# Understanding the equivalence of a Turing machine and an enumerating machine

The normal argument for a decidable language to build an enumerating machine is given as follows:

Let $$M$$ be a Turing machine which decides a language $$L$$, and let $$s_1,s_2,\ldots$$ be a list of all strings in $$\Sigma^{*}$$.

Consider the following enumerating machine:

• Ignore the input
• Repeat the following for $$i = 1,2,3,\ldots$$:
1. Run $$M$$ on $$s_i$$
2. If it accepts, print out $$s_i$$

This is what I see as a standard way of building an enumerating machine in case of decidable Turing machine.
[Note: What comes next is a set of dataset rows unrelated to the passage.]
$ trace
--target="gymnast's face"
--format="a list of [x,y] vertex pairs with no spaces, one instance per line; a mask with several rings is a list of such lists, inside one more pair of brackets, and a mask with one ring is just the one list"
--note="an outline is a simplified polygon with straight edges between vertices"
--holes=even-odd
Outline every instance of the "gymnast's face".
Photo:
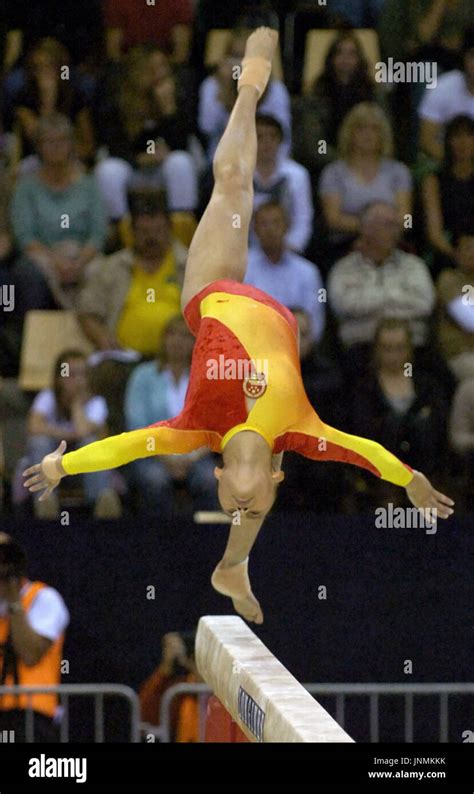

I have few doubts about it:

1. How are we going to run $$M$$ on $$s_i$$? Are we going to write $$s_1, s_2,\ldots$$ one by one on enumerating machine working tape?

2. Is an enumerating machine made to run on all words in $$\Sigma^{*}$$ one by one?

If yes, then consider the enumerating machine constructed for a general Turing machine. The standard way is:

• Ignore the input
• Repeat the following for $$i=1,2,3,\dots$$:
• Run $$M$$ for $$i$$ steps on each input $$s_1,s_2,s_3,\dots$$
• If any computations accept, print out the corresponding $$s_j$$

The above is a standard way also mentioned in the Sipser book.

Now here how are we making $$M$$ on $$s_1,s_2,s_3$$, say in step 3?

Will this go to enumerating machine working tape?

Will the working tape be generated by the enumerating machine or fed as in in the case of a Turing machine?

1. If enumerating machine is not made to run on all words in $$\Sigma^{*}$$ one by one, then in the above construction of our enumerating machine, how are we going to get the words $$s_1,s_2,\ldots$$ on its working tape?

I am confused about the way enumerating machine works.